本研究では、9番目のリシンをトリメチル化したヒストンH3 (H3K9me3) と20番目のリシンをトリメチル化したヒストンH4 (H4K20me3) の合成を行いました。化学合成修飾ペプチドと組換えペプチドをライゲーションする手法は簡便であり、トリメチル化以外にも様々な修飾に対応でき、また、ヒ ストンH2AやH2Bの合成にも適用可能です。本法によってN末端側テール領域修飾ヒストンライブラリーを構築すれば、それらのヒストン修飾にかかわるエ ピジェネティクス研究の基盤となり、当分野の進展に大きく寄与できると考えています。

hisx

・IL2の化学合成 [Angew. Chem. Int.
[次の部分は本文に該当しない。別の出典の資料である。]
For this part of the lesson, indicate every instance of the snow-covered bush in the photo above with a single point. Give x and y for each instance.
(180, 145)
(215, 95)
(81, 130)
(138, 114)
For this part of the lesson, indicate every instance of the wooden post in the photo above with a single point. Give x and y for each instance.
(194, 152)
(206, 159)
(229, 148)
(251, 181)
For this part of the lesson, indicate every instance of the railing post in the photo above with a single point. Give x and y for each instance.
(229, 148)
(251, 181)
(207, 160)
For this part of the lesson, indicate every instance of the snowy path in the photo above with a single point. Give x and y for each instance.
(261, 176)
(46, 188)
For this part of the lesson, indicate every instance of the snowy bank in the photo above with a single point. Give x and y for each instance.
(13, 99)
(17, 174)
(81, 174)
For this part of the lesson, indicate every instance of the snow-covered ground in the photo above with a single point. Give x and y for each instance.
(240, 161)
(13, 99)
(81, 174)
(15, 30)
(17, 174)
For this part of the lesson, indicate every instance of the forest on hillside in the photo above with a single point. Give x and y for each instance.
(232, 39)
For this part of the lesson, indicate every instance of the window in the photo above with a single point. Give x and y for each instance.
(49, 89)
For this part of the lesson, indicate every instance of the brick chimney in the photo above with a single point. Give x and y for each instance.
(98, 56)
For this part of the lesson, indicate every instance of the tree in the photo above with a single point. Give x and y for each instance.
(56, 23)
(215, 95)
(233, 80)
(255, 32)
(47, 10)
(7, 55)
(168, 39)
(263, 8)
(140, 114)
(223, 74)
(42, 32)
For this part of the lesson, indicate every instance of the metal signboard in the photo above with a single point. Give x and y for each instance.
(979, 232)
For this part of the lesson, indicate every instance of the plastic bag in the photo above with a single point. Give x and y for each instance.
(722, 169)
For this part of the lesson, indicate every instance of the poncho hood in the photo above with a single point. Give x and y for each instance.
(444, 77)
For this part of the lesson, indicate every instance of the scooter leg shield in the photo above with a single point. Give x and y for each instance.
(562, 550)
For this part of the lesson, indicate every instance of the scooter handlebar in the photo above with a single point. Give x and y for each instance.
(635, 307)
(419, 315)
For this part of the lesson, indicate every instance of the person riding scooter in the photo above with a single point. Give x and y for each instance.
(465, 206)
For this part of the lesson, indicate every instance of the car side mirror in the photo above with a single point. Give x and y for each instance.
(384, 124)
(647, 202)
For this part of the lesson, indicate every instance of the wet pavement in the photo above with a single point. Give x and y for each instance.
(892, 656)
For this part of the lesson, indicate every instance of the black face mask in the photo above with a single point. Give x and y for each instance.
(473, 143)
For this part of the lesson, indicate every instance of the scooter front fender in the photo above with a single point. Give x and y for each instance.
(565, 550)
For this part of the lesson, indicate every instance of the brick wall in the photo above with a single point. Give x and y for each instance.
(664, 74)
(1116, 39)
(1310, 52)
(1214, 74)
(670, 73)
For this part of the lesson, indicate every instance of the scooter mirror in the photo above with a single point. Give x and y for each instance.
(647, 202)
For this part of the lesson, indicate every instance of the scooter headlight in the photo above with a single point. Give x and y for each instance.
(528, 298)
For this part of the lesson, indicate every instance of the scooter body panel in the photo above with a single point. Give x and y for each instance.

Ed. 54, 8226 (2015)]

インターロイキン2(IL-2)は、細胞性免疫に関わるサイトカインの一種です。私達の研究室では、長年にわたりこの糖タンパク質の化学合成に取り組んできました。基本的には、IL-2の全配列をいくつかの短いペプチド鎖(セグメントといいます)に分割して合成した後、それらをつなげる方法を用いてきました。しかし、IL-2は水に可溶性の糖タンパク質であるにもかかわらず、セグメントに分割するとそのC末端部分は全く水に溶けません。この問題の解決が困難であり、これまでIL-2の全合成が妨げられてきました。

今回私達は、溶解性の悪いC末端側のセグメントに存在するグルタミン酸の側鎖カルボン酸を、ピコリルエステルとして保護し、酸性から塩基性に極性反転する方法を検討しました(下図)。その結果、精製あるいはセグメント同士を縮合する際の酸性条件下において、C末端セグメントの溶解性を飛躍的に向上させることに成功しました。このことがきっかけとなり、IL-2の全合成が達成されました。得られた化学合成IL-2は組換えDNA法により得られたIL-2と全く同じ生物活性を示し、また円二色性スペクトルでも組換えタンパク質と同じ二次構造を持つことが明らかとなりました。このことから化学合成により天然物と同じサイトカインの合成が達成されたことが示されました。

IL-2と同様にヘリックス構造を持つサイトカインは多く、これまで同様の理由で合成が阻まれていたサイトカインや、タンパク質、糖タンパク質の合成が達成され、その機能、構造解析が進展するのではないかと期待されます。